高夫人深知这天下间男人的秉性,当下听施晏微如此说,自是不信,以宋珩杀伐决断的性子,岂会轻易对一个女人心生怜惜,无非不就是起了色心,欲要占有罢了。

宋清和轻轻抚摸着雪球的小脑袋,发觉它比踏云的脾气要好上不少,且更为喜静,因问道:“杨娘子方才说要将这只狸奴送与我,当真不是玩笑话吗?它的性子这样温顺,毛色和样貌都好,杨娘子竟也舍得?”

施晏微复又颔首,“自然不是玩笑话,二娘若不嫌弃,便收下它吧,它与踏云在一块儿,也好有个伴儿。”

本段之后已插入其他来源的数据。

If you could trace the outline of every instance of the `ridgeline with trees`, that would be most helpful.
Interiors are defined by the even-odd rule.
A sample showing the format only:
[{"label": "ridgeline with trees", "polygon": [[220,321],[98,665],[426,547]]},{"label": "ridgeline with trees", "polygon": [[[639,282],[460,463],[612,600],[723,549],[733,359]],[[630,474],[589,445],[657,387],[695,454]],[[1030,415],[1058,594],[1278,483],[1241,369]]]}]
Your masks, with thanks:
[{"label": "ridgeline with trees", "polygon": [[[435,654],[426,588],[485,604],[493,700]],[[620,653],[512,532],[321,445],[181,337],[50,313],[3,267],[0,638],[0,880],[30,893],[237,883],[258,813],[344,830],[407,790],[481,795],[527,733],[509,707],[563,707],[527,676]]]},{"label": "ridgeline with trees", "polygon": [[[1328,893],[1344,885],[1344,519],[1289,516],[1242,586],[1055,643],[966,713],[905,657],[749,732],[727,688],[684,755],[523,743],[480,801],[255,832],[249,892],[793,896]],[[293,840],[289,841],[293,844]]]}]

那狸奴乃是晋王令冯贵费了好大功夫特意找来讨杨娘子欢心的,杨娘子竟是三两句话就将它送人了。刘媪想要劝阻一二,但见薛夫人沉默着不曾说什么,又哪里轮得到她说话,只得无奈作罢。

二郎一向不喜狸奴,为着她讨他欢心,竟能上赶着做到如此;此番令人护送她回太原,更是动用了上百人的阵仗,这其中还不乏河东军的精锐铁骑。

如此宠爱一个女人,绝非好事。

前朝那场因杨氏而导致江山动荡的祸事,距今也才过去一百多年而已。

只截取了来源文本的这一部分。